We can see that the synthetic control matches the actual data in the pre-intervention period which indicates good fit. We can also see that the actual data diverge significantly after the Russian invasion which indicates a massive effect on Ukrainian migration flows.

One problem is that the prediction intervals for the synthetic control appear to be too tight. In other words, the intervals often do not include the actual data in the pre-intervention period. Let’s take a closer look at this “coverage” issue. For 95% credible intervals, we expect the actual data to be inside the intervals 95% of the time.

Show the R code

# get prediction intervals
predictive_intervals <- fit_po$draws("y_synthetic", format = "df") %>%
  spread_draws(y_synthetic[t]) %>%
  median_qi(y_synthetic, .width = 0.95) %>% # Calculates 2.5% and 97.5% quantiles
  filter(t <= md$T0) # Only look at the pre-treatment period

# join with observed data
coverage_df <- predictive_intervals %>%
  mutate(observed = md$y[t]) %>%
  mutate(is_covered = observed >= .lower & observed <= .upper)

# calculate coverage
coverage_rate <- mean(coverage_df$is_covered) * 100

# visualise coverage
p <- ggplot(coverage_df, aes(x = t)) +
  geom_ribbon(aes(ymin = .lower, ymax = .upper), alpha = 0.2, fill = "blue") +
  geom_line(aes(y = y_synthetic), color = "blue", linetype = "dashed") +
  geom_point(aes(y = observed, color = is_covered)) +
  scale_color_manual(values = c("TRUE" = "black", "FALSE" = "red")) +
  labs(
    title = paste(
      "Interval Coverage Diagnostic (",
      round(coverage_rate, 1),
      "%)"
    ),
    subtitle = "Red points fall outside the 95% prediction interval in the pre-treatment period",
    x = "Month Index",
    y = "Migration Count"
  ) +
  theme_minimal()

print(p)

This confirms that we have undercoverage of our prediction intervals. Let’s try to revise the model using a negative binomial likelihood instead of a Poisson to add flexibility for wider intervals. Remember that the Poisson distribution does not include a variance parameter; The variance is always equal to the mean which is quite restrictive.

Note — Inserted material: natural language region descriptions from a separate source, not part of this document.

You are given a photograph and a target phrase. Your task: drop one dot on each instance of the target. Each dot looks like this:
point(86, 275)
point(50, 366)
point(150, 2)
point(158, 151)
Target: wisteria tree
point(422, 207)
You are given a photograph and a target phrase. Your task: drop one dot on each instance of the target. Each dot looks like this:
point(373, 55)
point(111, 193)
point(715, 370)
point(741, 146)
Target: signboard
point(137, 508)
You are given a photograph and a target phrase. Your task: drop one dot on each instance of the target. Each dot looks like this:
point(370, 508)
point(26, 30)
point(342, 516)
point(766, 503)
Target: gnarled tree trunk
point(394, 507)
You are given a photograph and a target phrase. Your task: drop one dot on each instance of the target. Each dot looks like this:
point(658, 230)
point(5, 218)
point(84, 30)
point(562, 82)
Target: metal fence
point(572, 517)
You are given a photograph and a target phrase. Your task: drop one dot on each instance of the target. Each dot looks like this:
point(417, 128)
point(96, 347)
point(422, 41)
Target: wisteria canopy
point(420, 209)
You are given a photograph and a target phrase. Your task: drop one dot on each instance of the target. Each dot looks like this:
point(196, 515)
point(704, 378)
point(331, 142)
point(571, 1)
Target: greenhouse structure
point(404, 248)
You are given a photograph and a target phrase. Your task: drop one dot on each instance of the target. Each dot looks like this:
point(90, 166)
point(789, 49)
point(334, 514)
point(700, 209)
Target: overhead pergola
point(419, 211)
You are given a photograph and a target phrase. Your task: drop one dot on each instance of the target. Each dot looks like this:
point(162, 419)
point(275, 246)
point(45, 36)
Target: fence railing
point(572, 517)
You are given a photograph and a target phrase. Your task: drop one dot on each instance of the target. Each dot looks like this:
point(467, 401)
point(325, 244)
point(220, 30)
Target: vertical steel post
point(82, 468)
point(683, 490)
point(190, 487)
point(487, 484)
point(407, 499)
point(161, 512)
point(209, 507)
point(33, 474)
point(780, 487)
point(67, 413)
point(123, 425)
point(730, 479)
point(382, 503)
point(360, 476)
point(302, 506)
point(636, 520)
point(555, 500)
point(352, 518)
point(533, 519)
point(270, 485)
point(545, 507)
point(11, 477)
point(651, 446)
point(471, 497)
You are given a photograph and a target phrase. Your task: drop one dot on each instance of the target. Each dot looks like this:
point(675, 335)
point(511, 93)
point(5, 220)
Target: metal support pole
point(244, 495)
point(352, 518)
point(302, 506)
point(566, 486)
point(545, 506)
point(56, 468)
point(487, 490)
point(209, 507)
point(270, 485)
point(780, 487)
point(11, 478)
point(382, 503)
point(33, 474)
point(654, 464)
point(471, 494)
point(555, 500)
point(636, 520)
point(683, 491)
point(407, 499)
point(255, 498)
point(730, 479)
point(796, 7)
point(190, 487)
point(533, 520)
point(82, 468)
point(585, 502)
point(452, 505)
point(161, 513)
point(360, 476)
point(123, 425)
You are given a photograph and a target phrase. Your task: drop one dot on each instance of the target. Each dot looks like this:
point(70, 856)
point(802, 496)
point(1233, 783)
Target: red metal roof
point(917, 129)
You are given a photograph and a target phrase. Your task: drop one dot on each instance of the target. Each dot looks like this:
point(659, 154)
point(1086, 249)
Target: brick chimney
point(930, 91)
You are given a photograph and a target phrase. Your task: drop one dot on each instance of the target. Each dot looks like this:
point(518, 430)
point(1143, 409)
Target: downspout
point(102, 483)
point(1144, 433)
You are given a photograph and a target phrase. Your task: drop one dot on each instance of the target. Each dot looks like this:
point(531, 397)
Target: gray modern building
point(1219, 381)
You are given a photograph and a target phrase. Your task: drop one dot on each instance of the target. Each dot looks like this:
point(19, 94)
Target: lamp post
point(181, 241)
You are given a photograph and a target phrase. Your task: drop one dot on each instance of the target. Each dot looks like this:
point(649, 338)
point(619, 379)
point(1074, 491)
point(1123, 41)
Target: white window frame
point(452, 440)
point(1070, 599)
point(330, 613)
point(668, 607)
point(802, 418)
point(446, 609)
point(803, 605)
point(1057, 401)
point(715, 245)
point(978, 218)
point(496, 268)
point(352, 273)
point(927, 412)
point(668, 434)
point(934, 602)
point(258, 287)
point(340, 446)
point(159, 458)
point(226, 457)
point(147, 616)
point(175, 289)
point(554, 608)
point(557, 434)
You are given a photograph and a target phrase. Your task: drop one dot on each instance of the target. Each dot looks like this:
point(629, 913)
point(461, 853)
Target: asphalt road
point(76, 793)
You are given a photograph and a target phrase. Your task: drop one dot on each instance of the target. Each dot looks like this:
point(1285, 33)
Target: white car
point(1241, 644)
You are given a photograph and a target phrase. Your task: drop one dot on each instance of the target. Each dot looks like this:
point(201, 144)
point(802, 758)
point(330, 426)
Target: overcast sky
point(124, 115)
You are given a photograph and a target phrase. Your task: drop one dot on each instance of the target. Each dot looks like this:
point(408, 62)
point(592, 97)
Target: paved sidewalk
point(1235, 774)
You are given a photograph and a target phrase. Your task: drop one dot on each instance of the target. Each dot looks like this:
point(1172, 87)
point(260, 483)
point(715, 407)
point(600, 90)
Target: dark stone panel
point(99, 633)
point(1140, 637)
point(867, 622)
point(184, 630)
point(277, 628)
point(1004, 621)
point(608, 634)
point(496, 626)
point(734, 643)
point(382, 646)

Overdispersion: Negative binomial likelihood

Our new negative binomial model will look like this:

\[ \begin{aligned} y_t &\sim NegativeBinomial(\mu_t, \phi) \\ \mu_t &= e^{\alpha} \sum_{k=1}^K w_k x_{k,t} \\ \\ w_k &\sim Dirichlet(rep(1, K)) \\ \alpha &\sim Normal(0, 10) \\ \phi &\sim Exponential(0.1) \end{aligned} \]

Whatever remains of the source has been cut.